The initiative’s sponsors maintain that the issue should be decided politically, not judicially, and that polls show that a majority of Californians favors restricting marriage to couples of the opposite sex.
The measure would amend the state constitution to define marriage as a union between a man and a woman. Twenty-six states have constitutional amendments or similar prohibitions on same-sex marriage.
If enacted, the amendment could be canceled only by another initiative and not by judicial or legislative action, according to the coalition.
“Passing this amendment is the only way for the people to override the four Supreme Court judges who want to redefine marriage for our entire society,” said Ron Prentice, CEO of the California Family Council and chairman of ProtectMarriage.com, in a statement posted on the council’s Web site.
Said Brian Brown, executive director of the National Organization for Marriage California, an organization that supports the initiative: “This is a profound transformation in American law and it’s going to affect states across the country.”
Proponents are confident their initiative will win and feel that the majority that voted against same-sex marriage with the passage of Proposition 22 eight years ago is still intact, despite some new polling results to the contrary. But they note that the question could be close and that their initiative faces well-financed opposition.
The campaign to override the court will require $10 million to $15 million in funds, Mr. Brown said. The coalition member confirmed the higher number.
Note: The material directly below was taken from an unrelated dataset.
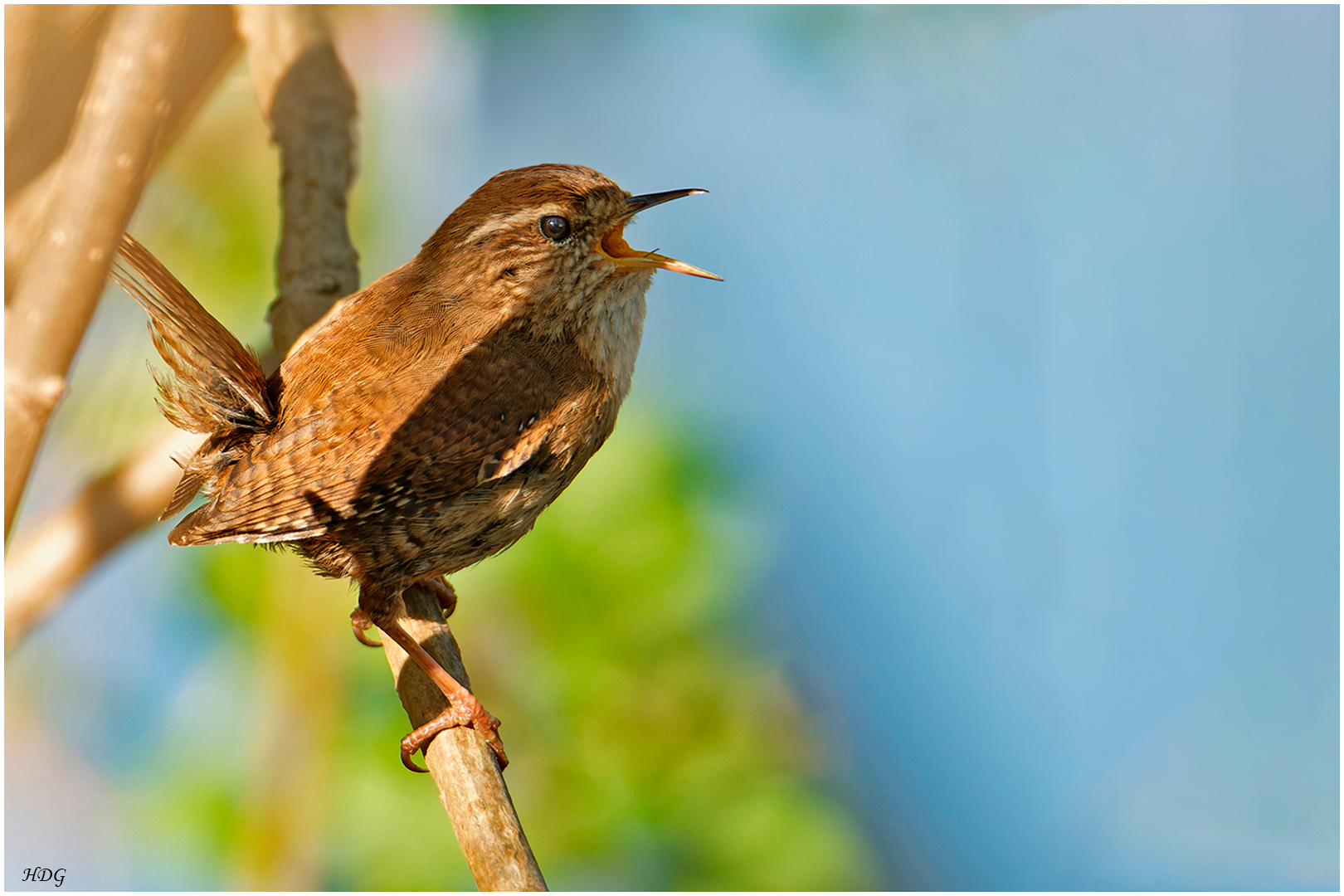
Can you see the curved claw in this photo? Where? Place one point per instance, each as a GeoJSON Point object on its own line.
{"type": "Point", "coordinates": [359, 622]}
{"type": "Point", "coordinates": [407, 751]}
{"type": "Point", "coordinates": [453, 718]}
“We’re doing a major grass-roots push,” Mr. Brown said. “We’ll have millions of e-mails going out this week asking people to get their friends and family to sign on. We’re focusing on getting thousands of smaller contributions immediately in order to start a media campaign.”
Mr. Brown said his organization plans to rally the Catholic laity.
“This is not about the private activity of two people – this is about fundamentally redefining a core social institution,” Brown said. “This is what we want to make clear to people. It will affect you when your son is taught in kindergarten that it’s the same for a boy to marry a boy as (to) marry a girl.
“Catholics and other people of faith have to understand this is a direct attack on our religious liberties,” he said.
Bill May, chairman of Catholics for the Common Good, a lay organization based in San Francisco, said the success of the initiative is “absolutely essential.”
“First of all it’s important to recognize that the advocates of redefining marriage have unlimited financial resources and the side of protecting marriage will be outspent,” he said. “In order to protect marriage it is going to take all of the financial and volunteer resources of Catholics and other people who support the common interest of children and having married mothers and fathers.”
Marianne Duddy-Burke, executive director of Dignity USA, maintained that civil recognition of same-sex marriage is a matter of individual rights and does not affect the church.
“Voters who are going to the polls need to be not confused about that, and we call on church officials to be clear about that in their campaigning,” she said. “It’s also important to note Catholics are increasingly supportive of lesbian and gay couples.”
On June 4, the California Supreme Court denied requests to delay its decision from taking effect until after the initiative is decided. In a 4-3 vote, the court ordered the ruling to become final June 16 at 5 p.m. The decision means that county clerks can begin issuing marriage licenses to same-sex couples the next day.
The requests for delay were made in court papers filed May 29 by the attorneys general of Alaska, Colorado, Florida, Idaho, Michigan, Nebraska, New Hampshire, South Carolina, South Dakota and Utah.
The state attorneys predicted that a torrent of litigation would result if the ruling were to take effect before the election. For example, the status of any marriage licenses issued between June 17 and Election Day could be contested if the initiative were to pass.
San Francisco City Attorney Dennis Herrera opposed the move to delay, saying it would be “unprecedented and inhumane” to further delay constitutional rights to gay and lesbian partners based on political conjecture.